Due to my lack-of-wisdom, I didn't annotate what the function accepts, so lets do that here:

params: a dict, with keys representing parameters (ex: "lambda") and values are numpy arrays. Ts: a tuple of representing the time bounds we have: (numpy array or none, numpy array or none). For right censoring data, the 0th position contains the T data. E: a numpy array representing censoring W: weights, a numpy array of weights, probably just all 1s. entries: late entries, probably just all 0s Xs: a lifelines.utils.DataframeSlicer.
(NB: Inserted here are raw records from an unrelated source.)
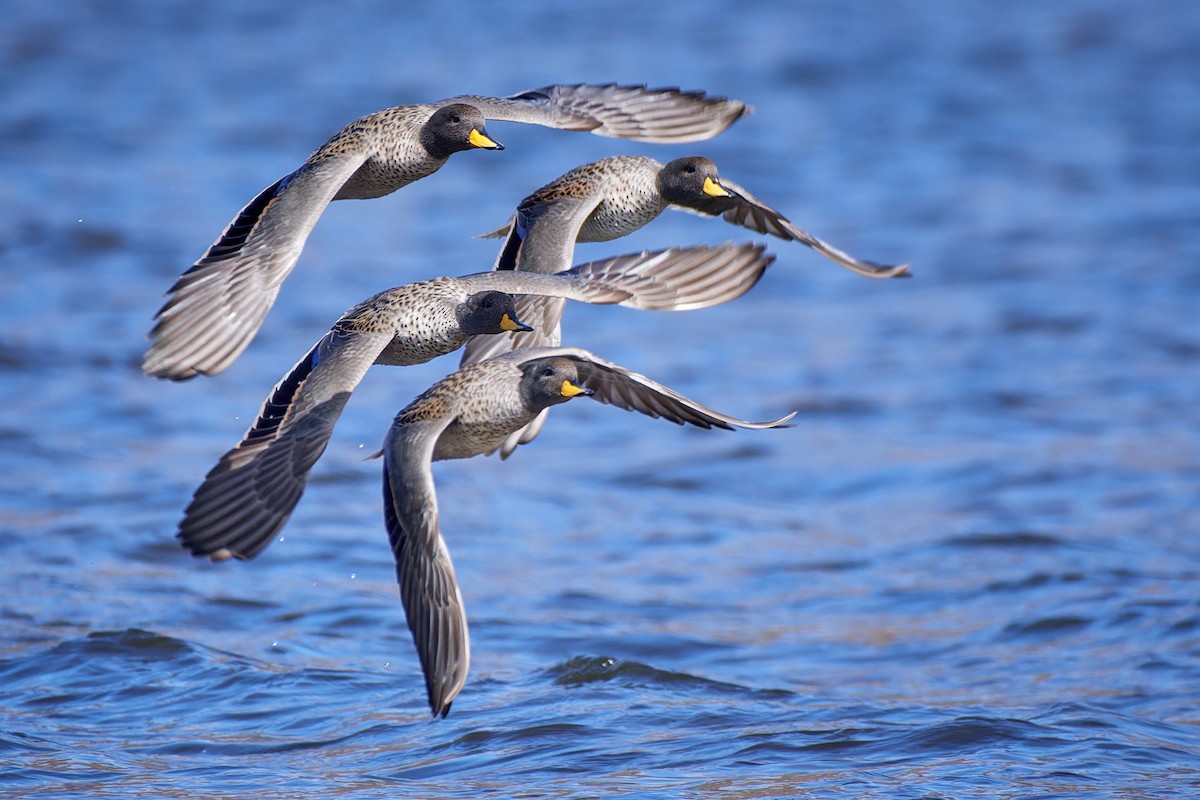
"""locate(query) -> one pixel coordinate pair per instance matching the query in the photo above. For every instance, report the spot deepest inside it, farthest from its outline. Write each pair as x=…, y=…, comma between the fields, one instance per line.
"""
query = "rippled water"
x=970, y=570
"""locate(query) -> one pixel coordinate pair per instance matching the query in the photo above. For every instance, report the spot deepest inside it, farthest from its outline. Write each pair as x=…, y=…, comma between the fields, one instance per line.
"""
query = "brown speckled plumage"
x=249, y=495
x=216, y=307
x=471, y=413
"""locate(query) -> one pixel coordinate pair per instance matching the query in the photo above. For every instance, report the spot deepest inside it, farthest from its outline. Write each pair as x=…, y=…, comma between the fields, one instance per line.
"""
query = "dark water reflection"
x=969, y=571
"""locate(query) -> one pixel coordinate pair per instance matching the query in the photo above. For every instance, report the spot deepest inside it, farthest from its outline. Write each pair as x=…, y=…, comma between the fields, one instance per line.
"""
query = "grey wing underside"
x=429, y=588
x=216, y=307
x=745, y=210
x=624, y=389
x=247, y=498
x=630, y=112
x=678, y=278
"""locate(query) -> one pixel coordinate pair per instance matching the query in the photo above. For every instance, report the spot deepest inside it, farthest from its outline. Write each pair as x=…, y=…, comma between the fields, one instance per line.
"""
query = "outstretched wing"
x=216, y=307
x=427, y=584
x=624, y=389
x=743, y=209
x=247, y=498
x=630, y=112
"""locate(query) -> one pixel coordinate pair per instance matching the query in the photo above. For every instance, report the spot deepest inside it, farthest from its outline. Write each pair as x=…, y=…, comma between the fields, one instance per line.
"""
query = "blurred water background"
x=970, y=570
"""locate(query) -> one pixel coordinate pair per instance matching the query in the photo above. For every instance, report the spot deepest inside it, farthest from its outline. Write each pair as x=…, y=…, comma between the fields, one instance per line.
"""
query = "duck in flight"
x=250, y=494
x=216, y=307
x=472, y=413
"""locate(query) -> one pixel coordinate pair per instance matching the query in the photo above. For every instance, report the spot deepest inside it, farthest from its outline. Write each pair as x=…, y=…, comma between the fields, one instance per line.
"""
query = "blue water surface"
x=969, y=570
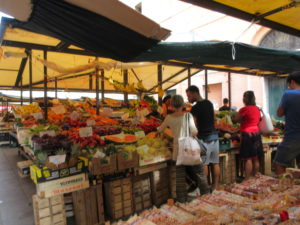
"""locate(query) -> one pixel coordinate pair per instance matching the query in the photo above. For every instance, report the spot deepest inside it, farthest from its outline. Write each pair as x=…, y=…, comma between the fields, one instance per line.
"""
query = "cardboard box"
x=127, y=164
x=39, y=175
x=96, y=168
x=62, y=185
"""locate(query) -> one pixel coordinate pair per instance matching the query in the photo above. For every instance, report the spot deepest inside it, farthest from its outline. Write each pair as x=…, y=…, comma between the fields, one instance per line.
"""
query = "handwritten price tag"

The input to this object is a dataframe, but that dataframe needs to be have a multi-dimension column such that `df['lambda']returns a dataframe of the covariates needed in the linear model forlambda`

melodiemonod commented 1 year ago

Cameron, thank you so much for your quick and helpful response!

Here's my updates code to find the log likelihood of the Weibull survival model given observation-specific param $\lambda_i$ and fixed concentration param $\rho = 1$.

def WeibullLogLikelihood(
        self,
        params,
        status,
        time,
 ):

    # number of observations
    n_samples = len(status)

    # Define response inputs for log_likelihood function
    Ts = (np.int_(time), None)  # No left-censoring, so the second element is None
    E = np.copy(status) # Boolean indicating whether event happened
    W = np.ones(n_samples)   # Assuming equal weights 
    entries = np.zeros(n_samples)  # No late entries

    # Define covariate inputs for log_likelihood function
    x = pd.DataFrame(np.eye(n_samples, dtype=int), columns=[f'x_{i+1}' for i in range(n_samples)]) # diagonal matrix for patient-specific lambda
    ones_column = pd.DataFrame(np.ones((n_samples, 1)), columns=['Intercept'])  # Intercept column for rho
    Xs = pd.concat([x, ones_column], axis=1, keys=['lambda_', 'rho_']) # concatenate

    # Define parameteter inputs for log_likelihood function
    log_lambda_ = pd.DataFrame({'covariate':  {'x_' + str(i + 1): np.float64(params[i]) for i in range(0, n_samples)}}, 
                                                index=pd.Index(['x_' + str(i + 1) for i in range(n_samples)])).squeeze() # scale parameter
    log_rho_ = pd.DataFrame({'covariate': {'Intercept': np.float64(0)}}).iloc[0, 0].reshape((1,)) # shape parameter fixed to 1 (=exp(0))
    params_ = {'lambda_': log_lambda_, 'rho_':log_rho_}

    # log likelihood
    wbf = WeibullAFTFitter()
    ll_right_censoring_average = wbf._log_likelihood_right_censoring(params_, Ts, E, W, entries, DataframeSlicer(Xs))
    ll_right_censoring = ll_right_censoring_average * n_samples

return ll_right_censoring
CamDavidsonPilon commented 12 months ago

Incredible! You took my scrappy and vague internal code and used it perfectly!